Waterkeeper Alliance Chief Executive Officer Marc Yaggi called the court's interpretation of the Clean Air Act a "gift to polluters and will pose a major threat to clean water."
"The majority's new major questions doctrine handcuffs the federal government's ability to respond to emergencies that weren't specifically contemplated at the time statutes are passed," Yaggi said in a press statement. "The idea that our current dysfunctional Congress might be expected to more directly authorize EPA to broadly 'tackle' the climate emergency is absurd. This sets a dangerous precedent not just for EPA and our climate, but for all agencies and future emergencies."
Albert Lin, a law professor at the University of California Davis who specializes in environmental and natural resources law, said in an interview with The Daily Yonder that the Clear Air Act and Clean Water Act cases seem to be asking two different questions. The Clean Air Act case used the major questions doctrine, he said, and he believes it's unlikely that will be the case in the Clean Water Act case.

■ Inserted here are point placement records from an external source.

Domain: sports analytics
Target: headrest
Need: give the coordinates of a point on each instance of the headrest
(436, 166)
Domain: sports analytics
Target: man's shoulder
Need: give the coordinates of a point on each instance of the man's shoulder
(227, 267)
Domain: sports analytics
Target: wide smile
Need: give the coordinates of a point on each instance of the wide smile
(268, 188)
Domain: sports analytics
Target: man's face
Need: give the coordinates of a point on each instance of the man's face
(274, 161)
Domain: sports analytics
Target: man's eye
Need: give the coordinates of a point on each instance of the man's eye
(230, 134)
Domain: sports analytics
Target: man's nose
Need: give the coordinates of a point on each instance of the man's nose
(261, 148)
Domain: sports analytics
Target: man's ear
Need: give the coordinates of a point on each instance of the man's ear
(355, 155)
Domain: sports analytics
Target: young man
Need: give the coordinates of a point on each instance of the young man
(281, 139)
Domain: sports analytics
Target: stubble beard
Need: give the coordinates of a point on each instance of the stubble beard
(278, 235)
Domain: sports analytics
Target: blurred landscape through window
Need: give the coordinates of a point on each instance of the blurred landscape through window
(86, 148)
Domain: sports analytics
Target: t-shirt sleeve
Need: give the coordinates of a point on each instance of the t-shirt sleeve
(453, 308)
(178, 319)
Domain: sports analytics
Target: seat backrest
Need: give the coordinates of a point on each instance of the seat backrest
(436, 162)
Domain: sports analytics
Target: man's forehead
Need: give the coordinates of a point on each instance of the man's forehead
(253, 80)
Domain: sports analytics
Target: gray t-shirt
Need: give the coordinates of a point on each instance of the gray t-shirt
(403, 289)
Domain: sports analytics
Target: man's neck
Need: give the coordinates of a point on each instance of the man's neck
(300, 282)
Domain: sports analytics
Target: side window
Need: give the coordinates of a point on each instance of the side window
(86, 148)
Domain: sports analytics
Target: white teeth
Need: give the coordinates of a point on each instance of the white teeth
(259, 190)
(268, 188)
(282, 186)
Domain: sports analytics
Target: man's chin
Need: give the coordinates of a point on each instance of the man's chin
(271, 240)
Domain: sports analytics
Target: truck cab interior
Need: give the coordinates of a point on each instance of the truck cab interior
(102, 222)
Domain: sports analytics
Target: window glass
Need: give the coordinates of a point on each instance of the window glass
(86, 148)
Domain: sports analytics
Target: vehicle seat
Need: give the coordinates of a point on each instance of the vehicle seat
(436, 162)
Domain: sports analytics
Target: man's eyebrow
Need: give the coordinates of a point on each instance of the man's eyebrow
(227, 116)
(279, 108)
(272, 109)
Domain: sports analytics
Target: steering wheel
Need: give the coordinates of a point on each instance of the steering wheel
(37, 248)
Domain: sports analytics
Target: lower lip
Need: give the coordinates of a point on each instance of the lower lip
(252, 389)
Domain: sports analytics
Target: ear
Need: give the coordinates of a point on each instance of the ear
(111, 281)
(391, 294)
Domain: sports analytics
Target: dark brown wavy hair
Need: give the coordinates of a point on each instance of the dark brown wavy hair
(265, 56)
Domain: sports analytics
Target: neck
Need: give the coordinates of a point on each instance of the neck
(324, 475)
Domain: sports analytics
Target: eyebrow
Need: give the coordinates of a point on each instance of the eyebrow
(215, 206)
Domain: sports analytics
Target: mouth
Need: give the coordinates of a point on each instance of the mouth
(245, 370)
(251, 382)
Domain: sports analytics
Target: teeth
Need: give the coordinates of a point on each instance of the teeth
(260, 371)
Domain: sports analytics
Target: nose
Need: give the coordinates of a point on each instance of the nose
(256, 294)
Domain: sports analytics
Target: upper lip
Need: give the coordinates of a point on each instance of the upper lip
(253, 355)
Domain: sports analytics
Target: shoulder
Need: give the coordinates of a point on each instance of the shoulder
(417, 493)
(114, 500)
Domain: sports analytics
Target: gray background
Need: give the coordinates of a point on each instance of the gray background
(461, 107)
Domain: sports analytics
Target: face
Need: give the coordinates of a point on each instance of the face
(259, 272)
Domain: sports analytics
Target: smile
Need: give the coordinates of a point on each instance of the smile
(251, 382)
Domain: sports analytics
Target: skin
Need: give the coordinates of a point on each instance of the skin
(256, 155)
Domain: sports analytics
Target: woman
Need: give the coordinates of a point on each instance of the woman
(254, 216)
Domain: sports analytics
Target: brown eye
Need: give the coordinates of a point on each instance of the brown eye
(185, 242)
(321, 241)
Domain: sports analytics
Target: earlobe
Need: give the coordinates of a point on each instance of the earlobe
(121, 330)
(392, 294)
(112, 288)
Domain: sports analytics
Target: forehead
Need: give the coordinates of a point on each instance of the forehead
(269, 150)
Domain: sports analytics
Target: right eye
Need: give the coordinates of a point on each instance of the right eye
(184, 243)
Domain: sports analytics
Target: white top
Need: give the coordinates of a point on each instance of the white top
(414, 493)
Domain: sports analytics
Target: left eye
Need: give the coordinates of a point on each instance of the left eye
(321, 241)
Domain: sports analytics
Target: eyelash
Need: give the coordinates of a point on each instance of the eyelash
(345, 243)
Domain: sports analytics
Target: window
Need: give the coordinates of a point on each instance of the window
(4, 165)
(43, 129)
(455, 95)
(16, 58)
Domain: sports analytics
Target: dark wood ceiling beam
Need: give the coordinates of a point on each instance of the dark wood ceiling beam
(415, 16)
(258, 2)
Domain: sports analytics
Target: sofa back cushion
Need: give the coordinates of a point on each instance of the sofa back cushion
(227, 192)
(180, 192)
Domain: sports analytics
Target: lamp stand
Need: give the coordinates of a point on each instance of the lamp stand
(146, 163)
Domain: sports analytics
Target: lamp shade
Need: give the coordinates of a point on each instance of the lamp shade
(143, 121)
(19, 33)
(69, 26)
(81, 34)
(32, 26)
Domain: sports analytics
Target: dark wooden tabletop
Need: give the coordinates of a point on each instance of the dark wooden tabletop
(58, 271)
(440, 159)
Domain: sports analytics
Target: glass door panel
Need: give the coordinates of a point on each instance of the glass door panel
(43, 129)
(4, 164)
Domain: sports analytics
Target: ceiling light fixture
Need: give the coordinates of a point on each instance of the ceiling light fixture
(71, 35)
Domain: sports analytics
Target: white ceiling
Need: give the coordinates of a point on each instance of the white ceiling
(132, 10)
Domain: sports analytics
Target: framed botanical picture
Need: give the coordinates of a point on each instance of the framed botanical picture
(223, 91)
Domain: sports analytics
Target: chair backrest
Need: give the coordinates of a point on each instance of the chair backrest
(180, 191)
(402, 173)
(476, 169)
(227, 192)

"It seems unlikely given that the sort of question at issue in the Clean Water Act case, the extent of the government's regulatory authority over wetlands is an issue that the agencies - EPA and the Army Corps of Engineers - have been grappling with for decades," he said. "And that it's not the sort of situation as in West Virginia vs. EPA, where you had, at least the way the court puts it, EPA asserting this apparently new authority over how kind of energy is produced and distributed and generated."
Also in June, the Supreme Court overturned its landmark Roe v. Wade decision of 1973, which provided a constitutional basis protecting the right to abortion services.
Kristi Eaton wrote this article for The Daily Yonder.